Miris, Kasatpol PP Kabupaten Tangerang Mengaku Takut Gugatan Dalam Penegakan Perda
TANGERANG - Pernyataan kontroversial kembali dilontarkan oleh aparat penegak Peraturan Daerah (Perda) Kabupaten Tangerang. Kasatpol PP Kabupaten Tangerang menyebut bahwa penyegelan permanen maupun penutupan Tempat Hiburan Malam (THM) dinilai rawan gugatan hukum.
Sikap defensif yang ditunjukkan oleh institusi penegak aturan ini langsung memicu kritik pedas dan reaksi negatif dari kalangan masyarakat serta pemerhati kebijakan daerah.
Aktivis Sosial: Menunjukkan Ketidakberdayaan Aparat
Menanggapi hal tersebut, aktivis sosial Kabupaten Tangerang, Taslim Wirawan, menyatakan keprihatinannya yang mendalam. Menurutnya, sikap aparat penegak perda tersebut menunjukkan ketidakberdayaan yang nyata dalam menghadapi dugaan praktik usaha yang melanggar aturan.
Saat ditemui di kediamannya di wilayah Balaraja, Taslim Wirawan menegaskan bahwa aparat penegak perda seharusnya memiliki keberanian dan ketegasan penuh dalam menjalankan aturan yang telah ditetapkan oleh pemerintah daerah.
“Kalau tidak berani menerapkan perda, lebih baik mundur saja. Percuma menghabiskan anggaran yang notabene berasal dari pajak rakyat,” tegas Taslim Wirawan dengan nada kecewa.
Cederai Slogan "Tangerang Gemilang" dan Nilai Religius
Lebih lanjut, Taslim mengingatkan kembali mengenai identitas daerah yang selama ini digaungkan. Kabupaten Tangerang memiliki slogan “Tangerang Gemilang” yang berkomitmen menjunjung tinggi nilai-nilai religius serta akhlakul karimah.
Norma Sosial: Masyarakat Kabupaten Tangerang dikenal sangat religius dan memegang teguh norma-norma sosial di lingkungan mereka.
Ancaman Pembiaran: Sikap ragu-ragu dari aparat dikhawatirkan akan membuka celah bagi operasional tempat hiburan yang melanggar norma.

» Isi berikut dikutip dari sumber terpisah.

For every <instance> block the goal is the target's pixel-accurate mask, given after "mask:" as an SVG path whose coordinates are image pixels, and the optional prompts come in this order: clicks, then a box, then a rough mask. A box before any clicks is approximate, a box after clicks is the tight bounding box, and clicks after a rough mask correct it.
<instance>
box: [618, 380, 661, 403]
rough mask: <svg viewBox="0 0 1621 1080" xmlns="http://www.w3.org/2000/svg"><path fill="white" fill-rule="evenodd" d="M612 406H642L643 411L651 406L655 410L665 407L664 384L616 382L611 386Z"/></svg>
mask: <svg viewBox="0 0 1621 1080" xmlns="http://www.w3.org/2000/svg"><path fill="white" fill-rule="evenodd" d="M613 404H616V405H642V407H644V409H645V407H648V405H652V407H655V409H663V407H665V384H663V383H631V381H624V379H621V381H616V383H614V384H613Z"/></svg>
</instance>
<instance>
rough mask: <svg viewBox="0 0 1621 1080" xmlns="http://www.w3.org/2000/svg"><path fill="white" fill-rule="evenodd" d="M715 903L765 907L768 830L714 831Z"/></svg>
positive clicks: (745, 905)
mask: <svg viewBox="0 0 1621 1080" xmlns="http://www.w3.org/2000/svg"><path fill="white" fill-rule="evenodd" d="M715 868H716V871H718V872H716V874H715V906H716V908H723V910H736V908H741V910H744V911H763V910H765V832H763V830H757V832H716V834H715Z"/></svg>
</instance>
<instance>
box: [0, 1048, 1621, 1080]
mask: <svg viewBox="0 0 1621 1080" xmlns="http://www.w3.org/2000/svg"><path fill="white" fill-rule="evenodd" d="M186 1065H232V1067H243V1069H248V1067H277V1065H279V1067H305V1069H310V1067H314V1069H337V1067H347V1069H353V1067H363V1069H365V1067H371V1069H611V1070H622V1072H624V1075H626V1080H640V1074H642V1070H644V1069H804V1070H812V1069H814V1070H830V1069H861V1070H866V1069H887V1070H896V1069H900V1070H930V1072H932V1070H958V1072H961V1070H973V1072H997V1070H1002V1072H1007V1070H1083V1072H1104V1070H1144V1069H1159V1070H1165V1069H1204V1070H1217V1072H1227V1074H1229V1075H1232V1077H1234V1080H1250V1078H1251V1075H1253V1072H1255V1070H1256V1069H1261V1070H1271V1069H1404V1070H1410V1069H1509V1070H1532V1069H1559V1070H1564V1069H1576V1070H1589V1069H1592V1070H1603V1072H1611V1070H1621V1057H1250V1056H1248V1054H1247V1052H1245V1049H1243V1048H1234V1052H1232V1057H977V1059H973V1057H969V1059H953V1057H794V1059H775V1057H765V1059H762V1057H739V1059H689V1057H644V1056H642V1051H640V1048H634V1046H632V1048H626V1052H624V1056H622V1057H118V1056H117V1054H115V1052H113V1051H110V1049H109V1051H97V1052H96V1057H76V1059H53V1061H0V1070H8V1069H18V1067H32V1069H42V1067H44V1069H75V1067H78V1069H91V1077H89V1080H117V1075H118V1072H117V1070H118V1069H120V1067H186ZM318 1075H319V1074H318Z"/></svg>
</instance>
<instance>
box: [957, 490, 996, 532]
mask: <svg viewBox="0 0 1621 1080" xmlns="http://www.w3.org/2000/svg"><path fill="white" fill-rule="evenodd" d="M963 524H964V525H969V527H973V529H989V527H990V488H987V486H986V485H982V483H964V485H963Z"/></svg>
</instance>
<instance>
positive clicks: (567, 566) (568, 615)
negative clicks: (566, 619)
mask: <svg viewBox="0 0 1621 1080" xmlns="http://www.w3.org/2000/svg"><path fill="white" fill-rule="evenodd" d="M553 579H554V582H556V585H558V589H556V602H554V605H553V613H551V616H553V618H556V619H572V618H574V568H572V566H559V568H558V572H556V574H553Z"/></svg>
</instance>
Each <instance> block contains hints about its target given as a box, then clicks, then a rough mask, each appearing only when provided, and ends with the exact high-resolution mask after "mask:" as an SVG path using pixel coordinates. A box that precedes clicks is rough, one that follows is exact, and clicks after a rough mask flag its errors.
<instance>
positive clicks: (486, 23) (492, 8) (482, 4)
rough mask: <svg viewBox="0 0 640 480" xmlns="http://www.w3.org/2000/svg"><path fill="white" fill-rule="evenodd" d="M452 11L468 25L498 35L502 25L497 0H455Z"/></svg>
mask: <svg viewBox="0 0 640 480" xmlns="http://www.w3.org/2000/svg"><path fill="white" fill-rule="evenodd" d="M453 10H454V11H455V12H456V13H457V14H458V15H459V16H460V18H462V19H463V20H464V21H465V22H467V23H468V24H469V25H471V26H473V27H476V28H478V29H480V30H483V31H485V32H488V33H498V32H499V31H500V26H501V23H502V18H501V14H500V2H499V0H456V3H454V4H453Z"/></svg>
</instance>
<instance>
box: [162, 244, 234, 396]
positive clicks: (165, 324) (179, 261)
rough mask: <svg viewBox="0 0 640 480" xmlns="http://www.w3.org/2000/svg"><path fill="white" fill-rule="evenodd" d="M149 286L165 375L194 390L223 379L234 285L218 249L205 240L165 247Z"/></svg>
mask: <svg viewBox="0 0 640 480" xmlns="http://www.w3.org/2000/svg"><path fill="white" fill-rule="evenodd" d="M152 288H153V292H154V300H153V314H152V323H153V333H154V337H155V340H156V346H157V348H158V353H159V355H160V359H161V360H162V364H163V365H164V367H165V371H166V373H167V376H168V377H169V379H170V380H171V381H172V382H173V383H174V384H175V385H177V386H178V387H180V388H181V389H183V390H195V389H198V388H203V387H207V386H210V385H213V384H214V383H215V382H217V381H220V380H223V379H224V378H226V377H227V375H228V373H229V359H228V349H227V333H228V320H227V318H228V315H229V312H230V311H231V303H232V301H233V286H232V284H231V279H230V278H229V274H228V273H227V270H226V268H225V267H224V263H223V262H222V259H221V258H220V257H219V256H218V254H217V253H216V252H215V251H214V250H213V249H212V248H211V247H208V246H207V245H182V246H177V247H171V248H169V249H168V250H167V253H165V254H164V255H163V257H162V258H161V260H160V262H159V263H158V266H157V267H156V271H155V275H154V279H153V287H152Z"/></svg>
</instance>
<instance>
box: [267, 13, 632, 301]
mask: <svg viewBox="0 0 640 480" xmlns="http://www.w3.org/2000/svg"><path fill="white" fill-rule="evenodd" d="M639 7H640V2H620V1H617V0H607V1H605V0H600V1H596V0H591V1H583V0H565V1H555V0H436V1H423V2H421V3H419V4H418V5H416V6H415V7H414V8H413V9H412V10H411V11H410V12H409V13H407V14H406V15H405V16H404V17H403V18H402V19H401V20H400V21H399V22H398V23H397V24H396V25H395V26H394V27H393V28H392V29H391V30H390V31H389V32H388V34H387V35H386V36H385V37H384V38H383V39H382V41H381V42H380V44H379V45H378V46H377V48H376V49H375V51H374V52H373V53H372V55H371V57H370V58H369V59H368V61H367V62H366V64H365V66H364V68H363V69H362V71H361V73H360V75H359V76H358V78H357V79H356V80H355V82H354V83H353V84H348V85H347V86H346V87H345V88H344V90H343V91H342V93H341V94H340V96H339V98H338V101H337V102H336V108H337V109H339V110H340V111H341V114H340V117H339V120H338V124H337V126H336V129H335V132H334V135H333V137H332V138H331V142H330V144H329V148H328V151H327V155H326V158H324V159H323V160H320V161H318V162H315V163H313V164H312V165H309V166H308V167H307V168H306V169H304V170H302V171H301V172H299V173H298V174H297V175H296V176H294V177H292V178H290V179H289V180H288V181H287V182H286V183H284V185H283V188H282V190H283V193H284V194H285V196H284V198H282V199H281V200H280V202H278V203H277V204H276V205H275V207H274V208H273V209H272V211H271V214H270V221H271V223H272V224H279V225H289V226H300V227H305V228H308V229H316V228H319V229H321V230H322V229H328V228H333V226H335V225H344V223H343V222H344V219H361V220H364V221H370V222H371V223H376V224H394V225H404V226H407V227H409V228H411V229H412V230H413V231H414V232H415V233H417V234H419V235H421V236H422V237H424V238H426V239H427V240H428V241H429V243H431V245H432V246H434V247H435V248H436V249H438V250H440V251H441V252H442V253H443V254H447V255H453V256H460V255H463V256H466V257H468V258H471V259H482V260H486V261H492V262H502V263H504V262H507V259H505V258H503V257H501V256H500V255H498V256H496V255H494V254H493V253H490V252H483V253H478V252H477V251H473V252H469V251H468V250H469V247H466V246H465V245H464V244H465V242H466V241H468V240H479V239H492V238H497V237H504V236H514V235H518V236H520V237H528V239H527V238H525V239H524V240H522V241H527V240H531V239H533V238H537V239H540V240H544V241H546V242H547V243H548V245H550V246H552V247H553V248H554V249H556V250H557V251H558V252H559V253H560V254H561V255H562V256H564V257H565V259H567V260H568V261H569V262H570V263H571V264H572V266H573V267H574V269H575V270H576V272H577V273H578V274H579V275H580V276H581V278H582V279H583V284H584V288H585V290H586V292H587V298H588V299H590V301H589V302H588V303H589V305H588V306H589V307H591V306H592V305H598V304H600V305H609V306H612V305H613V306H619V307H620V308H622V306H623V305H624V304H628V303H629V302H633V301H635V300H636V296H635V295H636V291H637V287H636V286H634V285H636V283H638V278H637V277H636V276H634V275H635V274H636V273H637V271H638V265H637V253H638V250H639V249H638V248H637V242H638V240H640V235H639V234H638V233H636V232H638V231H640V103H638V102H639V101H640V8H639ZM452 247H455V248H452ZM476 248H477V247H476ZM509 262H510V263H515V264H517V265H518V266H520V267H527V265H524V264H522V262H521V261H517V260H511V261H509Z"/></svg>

“Masyarakat Kabupaten Tangerang dikenal religius dan menjunjung norma sosial. Jangan sampai ada pembiaran terhadap tempat-tempat maksiat yang semakin merajalela di kabupaten tercinta ini,” lanjutnya.
Desakan Tindakan Tegas Tanpa Pandang Bulu
Di akhir pernyataannya, Taslim berharap besar agar Pemerintah Kabupaten Tangerang tidak ragu-ragu dalam menegakkan aturan hukum. Seluruh tempat usaha yang diduga kuat melanggar perda maupun yang tidak memiliki dokumen legalitas yang jelas harus segera ditindak.
Langkah tegas ini dinilai sangat krusial, bukan hanya demi menjaga ketertiban umum, melainkan juga untuk menjaga marwah dan martabat Kabupaten Tangerang sebagai daerah yang religius.